While implementing this I noticed that when the deletion task runs, it doesn't clean up the state_groups_pending_deletion table. It leaves the entries in there.
We'll need to address that as well, otherwise that table will grow endlessly.
Also - should we be cleaning up any state_group_edges that are dangling after the deletion as well?
@erikjohnston thoughts on cleaning up state_groups_pending_deletion & state_group_edges tables? ^
Any idea which Synapse release we would be targeting for this? (re https://github.com/element-hq/backend-internal/issues/75#issuecomment-2653987772)
@erikjohnston thoughts on cleaning up
state_groups_pending_deletion&state_group_edgestables? ^
Err, yes they should be cleaned up too
State Group table cleanup PR: https://github.com/element-hq/synapse/pull/18165
Question, will this change make the periodic runs of (rust-)synapse-compress-state unnecessary?
Reopened by https://github.com/element-hq/synapse/commit/745cfe0055f67effd0deece074115e607c586495 due to #18217.
Re-fixed by #18254 Should wait to confirm the fix on https://github.com/element-hq/synapse/issues/18217 before closing this issue.

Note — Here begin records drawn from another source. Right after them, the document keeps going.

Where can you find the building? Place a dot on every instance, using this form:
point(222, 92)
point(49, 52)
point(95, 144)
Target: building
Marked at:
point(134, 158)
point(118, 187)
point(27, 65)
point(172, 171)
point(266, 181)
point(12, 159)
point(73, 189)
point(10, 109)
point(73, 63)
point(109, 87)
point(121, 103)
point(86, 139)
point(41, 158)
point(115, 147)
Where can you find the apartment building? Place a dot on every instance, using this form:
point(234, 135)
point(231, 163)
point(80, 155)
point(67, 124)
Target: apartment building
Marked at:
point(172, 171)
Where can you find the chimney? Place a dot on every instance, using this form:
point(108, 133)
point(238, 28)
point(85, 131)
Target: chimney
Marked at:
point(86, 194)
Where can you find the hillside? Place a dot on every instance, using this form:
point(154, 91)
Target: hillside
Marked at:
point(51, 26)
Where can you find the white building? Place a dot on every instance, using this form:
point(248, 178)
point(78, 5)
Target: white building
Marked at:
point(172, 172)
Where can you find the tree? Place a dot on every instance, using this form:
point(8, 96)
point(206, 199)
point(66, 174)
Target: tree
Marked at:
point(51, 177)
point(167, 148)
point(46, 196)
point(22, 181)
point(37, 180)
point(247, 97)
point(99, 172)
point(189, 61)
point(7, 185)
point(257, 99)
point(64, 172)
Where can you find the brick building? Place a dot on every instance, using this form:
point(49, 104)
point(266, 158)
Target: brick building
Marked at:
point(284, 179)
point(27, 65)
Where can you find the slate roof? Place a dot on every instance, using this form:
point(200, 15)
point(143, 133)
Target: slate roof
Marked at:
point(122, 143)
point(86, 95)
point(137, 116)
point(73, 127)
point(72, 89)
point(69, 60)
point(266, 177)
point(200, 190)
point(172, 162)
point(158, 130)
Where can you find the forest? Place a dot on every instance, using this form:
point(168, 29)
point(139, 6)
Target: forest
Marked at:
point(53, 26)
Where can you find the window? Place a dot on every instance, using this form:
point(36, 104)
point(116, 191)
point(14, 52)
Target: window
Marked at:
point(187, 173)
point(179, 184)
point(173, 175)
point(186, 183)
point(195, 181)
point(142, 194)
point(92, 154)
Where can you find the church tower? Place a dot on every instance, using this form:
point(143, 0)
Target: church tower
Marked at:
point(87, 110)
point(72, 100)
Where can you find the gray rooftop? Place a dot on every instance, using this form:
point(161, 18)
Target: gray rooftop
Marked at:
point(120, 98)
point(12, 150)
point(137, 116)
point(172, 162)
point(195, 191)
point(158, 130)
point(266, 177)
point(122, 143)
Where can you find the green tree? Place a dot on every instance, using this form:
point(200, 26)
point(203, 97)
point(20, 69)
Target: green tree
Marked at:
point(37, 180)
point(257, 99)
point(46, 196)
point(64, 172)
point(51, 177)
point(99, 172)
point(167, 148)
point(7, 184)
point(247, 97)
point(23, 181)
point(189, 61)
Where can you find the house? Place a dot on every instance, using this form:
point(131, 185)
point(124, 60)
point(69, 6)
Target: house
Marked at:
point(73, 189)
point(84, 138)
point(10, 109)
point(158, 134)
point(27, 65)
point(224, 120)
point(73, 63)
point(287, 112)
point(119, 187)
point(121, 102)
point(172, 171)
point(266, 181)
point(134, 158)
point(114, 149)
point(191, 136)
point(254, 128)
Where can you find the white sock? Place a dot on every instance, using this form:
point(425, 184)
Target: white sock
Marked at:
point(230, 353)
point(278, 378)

Thank you very much for implementing this 🎉, on our server, the unreferenced state groups were accounting for almost 3/4 of the total DB.
@erikjohnston:
I'm also wondering if instead of having this as a one off job we do this periodically to catch new unreferenced state groups.
It seems that it will indeed be needed, as the number of unreferenced state groups are continuing to increase on our server. Running this jobs regularly, e.g. on a weekly basis, would at least allow to mitigate this problem.
- #18322
Hi there, on my server I noticed that it does not look like any unreferenced stategroups were deleted since this was released.
Recent output of the rust tool:
Total state groups: 130631149
Found 18637899 unreferenced groups
Further queries:
select count(*) from state_groups_pending_deletion;
count
-------
0
(1 row)
select count(*) from state_groups_pending_deletion_sequence_number_seq;
count
-------
1
(1 row)
I do not have a sharded database config.
I have a background tasks worker
# relevant worker config
worker_app: synapse.app.generic_worker
worker_name: background_tasks
# synapse config
run_background_tasks_on: background_tasks
should be solved by #19181